Ticket #10550 (closed defect: duplicate)
integration not working
| Reported by: | mariah | Owned by: | burcin |
|---|---|---|---|
| Priority: | minor | Milestone: | sage-duplicate/invalid/wontfix |
| Component: | calculus | Keywords: | |
| Cc: | kcrisman, burcin | Work issues: | |
| Report Upstream: | N/A | Reviewers: | Karl-Dieter Crisman, Burcin Erocal |
| Authors: | Merged in: | ||
| Dependencies: | Stopgaps: |
Description
sage: g = abs(x^2-1)^(-2/3) sage: for i in range(3,15): ....: RR(g.integrate(x, -10^i, 10^i)) ....: 12.0193735393553 12.3400570107857 12.4880961536322 12.5548875258538 12.6007931754768 12.5769884999380 12.6035401600491 12.4014006867096 11.1318879504315 7.82165950876205 6.48361691536824 6.32209292067043 sage:
Values should increase as g is a positive function!
Change History
comment:2 Changed 2 years ago by mhampton
It might also be worth noting that integrating over the entire real line is special-cased by integrate_numerical, so we get:
RR(g.integrate(x, -Infinity, Infinity)) 12.6178509639583
This is a little low, Mathematica gives 12.6195 but its hard to improve the precision. This is an intrinsically hard sort of problem to automate (but we can clearly improve the current behavior).
comment:3 Changed 2 years ago by was
The reason this is *broken* is because the implementation of the method _evalf_ in sage/symbolic/integration/integral.py in DefiniteIntegral? completely ignores the parent and the precision of a and b. This function has to be rewritten to take into account the precision of the inputs:
def _evalf_(self, f, x, a, b, parent=None):
from sage.gsl.integration import numerical_integral
return numerical_integral(f, a, b)[0]
comment:4 Changed 2 years ago by was
My personal opinion is that it should work like this:
sage: RR(g.integrate(x, -10^15, 10^15)) error message: you have to specify some params to numerical_integral when constructing the definite integral sage: RR(g.integrate(x, -10^15, 10^15, max_points=10^5)) correct answer
Or maybe not. I hate this.
comment:5 Changed 2 years ago by was
Mike Hansen: One option -- just rewrite _evalf_ to call mpmath, which is not perfect, but way better than GSL.

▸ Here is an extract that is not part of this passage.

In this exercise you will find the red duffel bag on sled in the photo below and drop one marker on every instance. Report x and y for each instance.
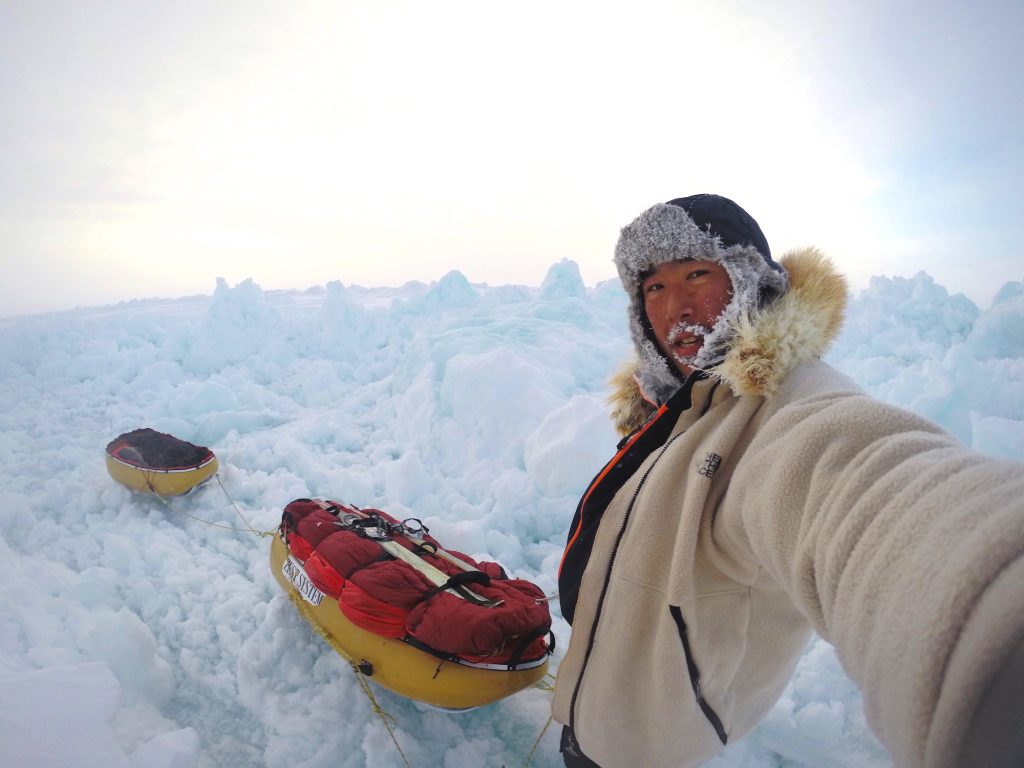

comment:6 Changed 2 years ago by was
Be sure to use fast_callable:
sage: f(x) = cos(x)^10 - exp(x*sin(cos(x)))
sage: g = fast_callable(f, RealField(200), [x])
sage: timeit('f(10.0)')
^C625 loops, best of 3: 1.25 ms per loop
sage: a = RealField(200)(10)
sage: f(a)
0.17239044387825963285967105367392659309547067375921972300438
sage: g(a)
0.17239044387825963285967105367392659309547067375921972300438
sage: timeit('f(a)')
625 loops, best of 3: 1.38 ms per loop
sage: timeit('g(a)')
625 loops, best of 3: 40.7 µs per loop
sage: 1380/40.7
33.9066339066339
comment:7 Changed 2 years ago by gagansekhon
some more information about integration in mpmath and other programs
http://groups.google.com/group/mpmath/browse_thread/thread/2fb6d36501c49a73
comment:8 Changed 2 years ago by mhampton
Your timings with fast_callable seem misleading to me since you are not including the overhead of constructing the fast callable. I got:
sage: f(x) = cos(x)^10 - exp(x*sin(cos(x)))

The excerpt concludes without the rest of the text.